In 1861, bills were introduced, drafted by Charles Sprengel Greaves to mirror Peel's Acts, to consolidate and modernise the criminal law across:

- Offences Against the Person
- Malicious Injuries to Property
- Larceny
- Forgery
- Coining
- Accessories and Abettors

In 1861, the Criminal Consolidation Acts were passed for that purpose:

- Accessories and Abettors Act 1861 (24 & 25 Vict. c. 94), which modernised provisions in the law relating to Aiding and abetting.
- Criminal Statutes Repeal Act 1861 (24 & 25 Vict. c. 95), which repealed for England and Wales and Ireland over 100 enactments relating to the criminal law.
- Larceny Act 1861 (24 & 25 Vict. c. 96), which modernised provisions in the law relating to larceny.
- Malicious Damage Act 1861 (24 & 25 Vict. c. 97), which modernised provisions in the law relating to malicious injury to property.
- Forgery Act 1861 (24 & 25 Vict. c. 98), which modernised provisions in the law relating to forgery.
- Coinage Offences Act 1861 (24 & 25 Vict. c. 99), which modernised provisions in the law relating to coinage.
- Offences Against the Person Act 1861 (24 & 25 Vict. c. 100), which modernised provisions in the law relating to offences against the person.

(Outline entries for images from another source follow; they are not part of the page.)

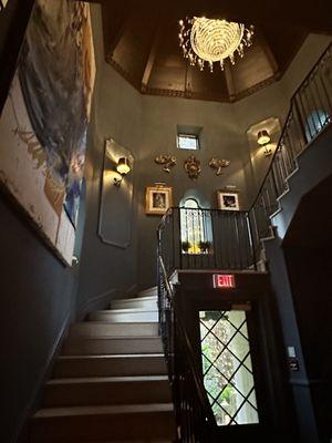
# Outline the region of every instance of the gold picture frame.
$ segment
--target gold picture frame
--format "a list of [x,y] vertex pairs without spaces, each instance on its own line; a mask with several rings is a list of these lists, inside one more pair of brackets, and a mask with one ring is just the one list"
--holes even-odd
[[235,192],[218,190],[218,209],[221,210],[240,210],[239,194]]
[[147,186],[145,202],[145,214],[164,215],[173,206],[173,188],[157,185]]

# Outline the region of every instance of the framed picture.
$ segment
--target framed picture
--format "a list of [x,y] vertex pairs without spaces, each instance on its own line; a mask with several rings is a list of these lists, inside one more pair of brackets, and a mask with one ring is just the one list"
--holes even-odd
[[172,187],[147,186],[145,198],[146,214],[163,215],[173,205]]
[[238,193],[229,193],[226,190],[218,190],[218,209],[222,210],[239,210],[239,195]]

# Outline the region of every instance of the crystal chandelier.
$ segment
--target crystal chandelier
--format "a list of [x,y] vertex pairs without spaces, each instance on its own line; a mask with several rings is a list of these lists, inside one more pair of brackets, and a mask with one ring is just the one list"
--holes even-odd
[[214,72],[215,62],[219,62],[224,71],[227,58],[235,64],[236,52],[242,58],[253,35],[252,25],[247,29],[242,23],[205,17],[186,18],[179,21],[179,45],[184,58],[193,66],[198,64],[200,71],[208,64],[210,72]]

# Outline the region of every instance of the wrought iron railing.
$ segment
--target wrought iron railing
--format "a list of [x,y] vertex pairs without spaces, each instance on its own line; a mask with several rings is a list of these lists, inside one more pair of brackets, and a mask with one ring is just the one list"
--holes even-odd
[[158,248],[167,275],[174,269],[256,267],[247,212],[175,207],[158,227]]
[[258,195],[249,209],[253,246],[271,234],[271,216],[298,169],[297,157],[332,121],[332,45],[330,44],[291,99],[278,146]]
[[216,419],[160,255],[158,281],[159,328],[173,389],[177,441],[217,442]]
[[197,359],[169,285],[175,269],[257,269],[261,240],[298,168],[297,157],[332,120],[332,45],[291,99],[259,193],[248,212],[172,208],[158,227],[159,326],[173,384],[180,442],[215,442],[218,427]]

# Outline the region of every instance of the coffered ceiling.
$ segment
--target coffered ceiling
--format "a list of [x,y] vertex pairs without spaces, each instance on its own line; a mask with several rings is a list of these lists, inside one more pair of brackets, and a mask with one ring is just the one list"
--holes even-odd
[[[104,1],[105,59],[143,94],[234,102],[278,80],[308,35],[308,29],[286,21],[255,24],[253,44],[236,64],[214,73],[188,65],[178,44],[184,4]],[[197,2],[196,2],[197,3]],[[214,3],[214,2],[212,2]],[[206,2],[204,2],[206,6]],[[229,7],[228,2],[228,7]],[[196,4],[196,10],[197,4]],[[208,17],[224,17],[222,11]],[[206,13],[201,10],[200,14]]]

In 1830, the Forgery Act 1830 (11 Geo. 4 & 1 Will. 4. c. 66) was passed, which consolidated provisions in the law relating to forgery and repealed for England and Wales over 25 enactments relating to the criminal law.

In 1832, the Coinage Offences Act 1832 (2 & 3 Will. 4. c. 34) was passed, which consolidated provisions in the law relating to the counterfeiting and clipping of coins, repealed for the United Kingdom almost 50 enactments relating to the criminal law, and abolished the punishment of the death penalty for coinage offences.